The total fee using the above Saturna HSA strategy is approximately $5.44 + $7.48 = $12.92/year. This is lower than either Lively’s $30/year or The HSA Authority’s $36/year.


  1. HSAnewbie

    Clever! So, in the boglehead discussions, I don’t recall seeing comments about the fees for ETF dividend reinvestment…is this just the case for Saturna? or TD Ameritrade for Lively, too? And that begs the next question…are there any worthy ETFs that only give dividends annually? If there are, than that annual dividend, plus the annual contribution, could be done once a year, for $14.95, and though that is more than your $12.92/year, it would be a lot less work.

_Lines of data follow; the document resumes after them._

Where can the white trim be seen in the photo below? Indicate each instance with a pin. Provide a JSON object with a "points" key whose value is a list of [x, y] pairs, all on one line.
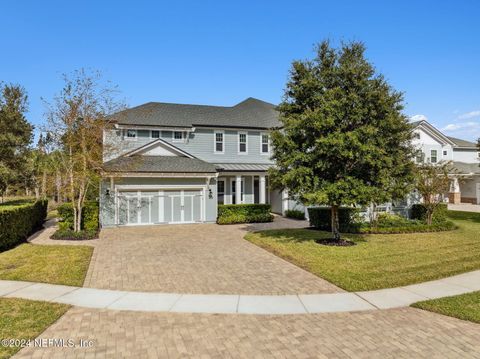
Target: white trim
{"points": [[246, 142], [261, 143], [125, 135], [215, 142], [176, 140], [155, 138], [153, 143]]}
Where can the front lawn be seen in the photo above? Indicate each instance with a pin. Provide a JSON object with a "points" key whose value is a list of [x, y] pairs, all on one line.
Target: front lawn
{"points": [[56, 264], [25, 319], [380, 260], [464, 306]]}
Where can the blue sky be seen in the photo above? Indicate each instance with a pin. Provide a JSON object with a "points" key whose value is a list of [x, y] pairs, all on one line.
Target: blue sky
{"points": [[220, 52]]}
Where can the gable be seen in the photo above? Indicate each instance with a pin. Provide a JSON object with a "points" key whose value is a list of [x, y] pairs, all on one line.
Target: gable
{"points": [[159, 147]]}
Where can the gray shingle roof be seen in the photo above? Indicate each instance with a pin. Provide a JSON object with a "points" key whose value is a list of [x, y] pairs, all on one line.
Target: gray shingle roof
{"points": [[466, 168], [243, 166], [251, 113], [462, 143], [168, 164]]}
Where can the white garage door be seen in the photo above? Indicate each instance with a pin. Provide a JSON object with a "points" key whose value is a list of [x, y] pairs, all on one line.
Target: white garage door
{"points": [[157, 207]]}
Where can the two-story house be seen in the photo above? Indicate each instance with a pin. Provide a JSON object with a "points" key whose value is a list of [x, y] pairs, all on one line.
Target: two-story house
{"points": [[174, 163], [433, 146]]}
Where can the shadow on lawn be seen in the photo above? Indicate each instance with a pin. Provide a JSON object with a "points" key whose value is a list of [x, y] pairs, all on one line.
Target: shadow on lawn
{"points": [[464, 216], [306, 235]]}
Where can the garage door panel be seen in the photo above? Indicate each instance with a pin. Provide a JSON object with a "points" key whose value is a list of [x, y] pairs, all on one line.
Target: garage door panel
{"points": [[159, 206]]}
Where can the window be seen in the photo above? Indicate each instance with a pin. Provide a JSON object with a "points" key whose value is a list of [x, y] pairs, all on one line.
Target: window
{"points": [[221, 191], [419, 156], [219, 142], [177, 136], [131, 134], [265, 143], [242, 142]]}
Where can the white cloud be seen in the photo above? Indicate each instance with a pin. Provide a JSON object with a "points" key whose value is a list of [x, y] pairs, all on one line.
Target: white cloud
{"points": [[469, 115], [418, 118]]}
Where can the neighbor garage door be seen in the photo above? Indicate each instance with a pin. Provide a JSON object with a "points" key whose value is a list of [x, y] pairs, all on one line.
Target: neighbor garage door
{"points": [[156, 207]]}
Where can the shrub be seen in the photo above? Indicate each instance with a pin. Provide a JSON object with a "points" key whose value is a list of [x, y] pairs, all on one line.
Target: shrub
{"points": [[418, 211], [69, 234], [320, 218], [244, 213], [412, 227], [17, 222], [294, 213], [89, 216]]}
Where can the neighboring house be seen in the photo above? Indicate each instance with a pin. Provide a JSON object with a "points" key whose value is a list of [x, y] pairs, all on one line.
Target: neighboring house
{"points": [[174, 163], [433, 146]]}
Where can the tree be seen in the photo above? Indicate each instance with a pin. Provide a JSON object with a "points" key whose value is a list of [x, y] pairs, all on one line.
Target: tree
{"points": [[432, 181], [76, 120], [344, 139], [15, 133]]}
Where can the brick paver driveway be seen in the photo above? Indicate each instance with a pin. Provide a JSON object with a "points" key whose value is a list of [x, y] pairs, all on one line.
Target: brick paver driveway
{"points": [[396, 333], [203, 258]]}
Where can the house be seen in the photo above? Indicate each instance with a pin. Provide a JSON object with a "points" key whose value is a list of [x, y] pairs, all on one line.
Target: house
{"points": [[174, 163], [433, 146]]}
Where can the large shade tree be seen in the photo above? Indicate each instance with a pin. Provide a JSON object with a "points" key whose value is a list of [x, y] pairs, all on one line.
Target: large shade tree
{"points": [[15, 133], [344, 139]]}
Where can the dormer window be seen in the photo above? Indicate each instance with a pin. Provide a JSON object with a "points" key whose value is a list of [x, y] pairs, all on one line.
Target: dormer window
{"points": [[131, 134], [178, 136]]}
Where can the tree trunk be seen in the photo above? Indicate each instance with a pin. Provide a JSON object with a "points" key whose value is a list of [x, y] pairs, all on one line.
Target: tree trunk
{"points": [[44, 184], [335, 223]]}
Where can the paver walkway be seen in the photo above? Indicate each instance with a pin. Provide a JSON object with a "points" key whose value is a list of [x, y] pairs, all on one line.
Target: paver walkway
{"points": [[243, 304], [196, 258], [394, 333]]}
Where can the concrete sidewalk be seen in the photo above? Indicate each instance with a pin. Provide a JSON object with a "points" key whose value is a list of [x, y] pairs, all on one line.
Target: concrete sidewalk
{"points": [[243, 304]]}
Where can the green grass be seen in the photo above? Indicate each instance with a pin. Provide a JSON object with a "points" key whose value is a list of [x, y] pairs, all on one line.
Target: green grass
{"points": [[380, 260], [464, 306], [25, 319], [55, 264]]}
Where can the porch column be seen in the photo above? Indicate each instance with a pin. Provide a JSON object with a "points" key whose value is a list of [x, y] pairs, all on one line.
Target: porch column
{"points": [[454, 196], [261, 184], [238, 189]]}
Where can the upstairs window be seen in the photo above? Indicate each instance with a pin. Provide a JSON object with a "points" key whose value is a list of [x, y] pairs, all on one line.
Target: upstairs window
{"points": [[131, 134], [242, 142], [265, 143], [177, 136], [419, 156], [219, 142]]}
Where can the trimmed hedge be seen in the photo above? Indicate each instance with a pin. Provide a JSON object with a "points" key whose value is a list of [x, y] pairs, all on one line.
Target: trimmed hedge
{"points": [[17, 222], [418, 211], [295, 214], [320, 218], [69, 234], [89, 216], [416, 227], [244, 213]]}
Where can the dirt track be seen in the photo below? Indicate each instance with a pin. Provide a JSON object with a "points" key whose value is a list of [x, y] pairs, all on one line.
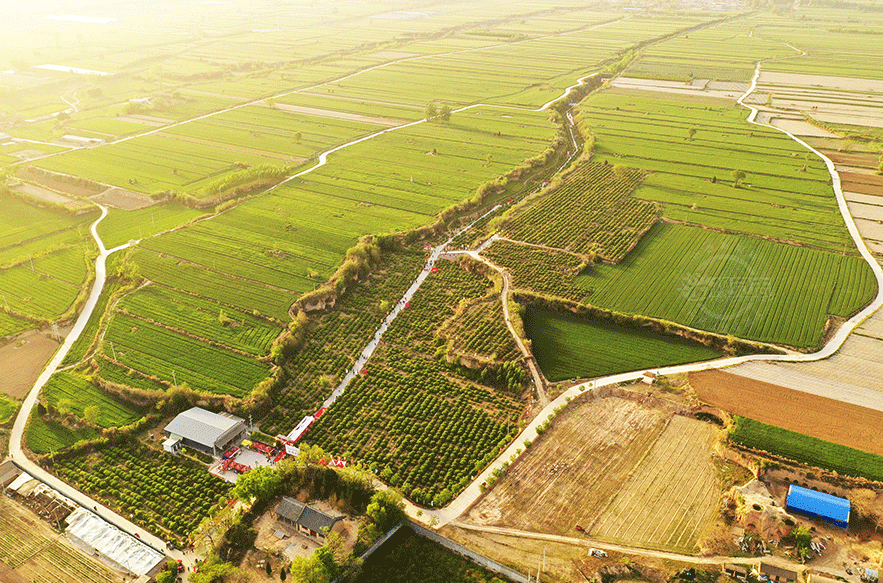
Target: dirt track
{"points": [[820, 417]]}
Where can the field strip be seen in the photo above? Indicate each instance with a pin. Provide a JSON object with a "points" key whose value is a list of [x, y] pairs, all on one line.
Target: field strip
{"points": [[472, 492], [589, 542], [324, 155], [16, 453]]}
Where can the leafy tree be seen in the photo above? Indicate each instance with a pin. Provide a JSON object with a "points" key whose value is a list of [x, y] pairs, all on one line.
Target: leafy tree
{"points": [[212, 570], [386, 509], [91, 414], [260, 483]]}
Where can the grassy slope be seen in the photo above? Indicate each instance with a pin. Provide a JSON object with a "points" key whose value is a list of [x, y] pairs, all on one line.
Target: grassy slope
{"points": [[807, 450], [568, 347]]}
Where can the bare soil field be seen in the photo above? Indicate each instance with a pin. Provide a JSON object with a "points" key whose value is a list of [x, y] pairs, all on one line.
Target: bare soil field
{"points": [[123, 199], [821, 417], [22, 359], [672, 497], [625, 469], [857, 159], [37, 553], [862, 183], [827, 81]]}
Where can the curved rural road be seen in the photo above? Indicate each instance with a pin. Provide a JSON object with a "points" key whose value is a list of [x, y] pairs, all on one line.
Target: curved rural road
{"points": [[587, 542], [473, 491], [16, 451]]}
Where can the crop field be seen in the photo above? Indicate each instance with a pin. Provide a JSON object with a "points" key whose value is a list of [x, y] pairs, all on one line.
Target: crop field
{"points": [[34, 551], [821, 417], [72, 393], [408, 557], [689, 275], [692, 180], [420, 427], [336, 338], [567, 347], [108, 371], [43, 262], [651, 474], [120, 226], [8, 407], [723, 53], [87, 338], [191, 278], [843, 50], [154, 350], [502, 71], [479, 331], [807, 450], [48, 435], [591, 213], [544, 270], [201, 318], [134, 481]]}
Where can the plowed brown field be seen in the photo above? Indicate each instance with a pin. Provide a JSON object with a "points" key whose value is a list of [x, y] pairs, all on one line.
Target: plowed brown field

  2. indexfundfan (Post author)

    Saturna charges a fee of $1 per instance to reinvest a stock or ETF. If using Lively/TD Ameritrade, you are free to reinvest with no fee using ETFs on their commission-free trading list.

    As far as I know, all worthwhile US equity ETFs distribute dividends quarterly.

    Schwab distributes dividends from international ETFs once a year. Vanguard used to do that for international ETFs too, but changed recently.

  3. Steve

    Does the 6 month holding period reset after each subsequent purchase into the same fund, or is it 6 months after the fund has first been purchased (regardless of any subsequent purchases)?

    Also, some funds have an additional 90 day early redemption penalty, so it might be worthwhile to disable auto re-investing of dividends 90 days prior to liquidating the fund.

  4. Tim

    Wouldn’t you be out of the market for a few days while the sale of the mutual fund is settling? This alone could cost $100.

  5. Reggie

    I’m not sure if this strategy is cheaper.

    Wouldn’t you be out of the market for at least 1 day while the sale of the mutual fund is settling?

    A 1% increase in price the next day would already be a ~$60+ loss in your strategy. Maybe you get lucky and the price falls, but the odds are stacked against you.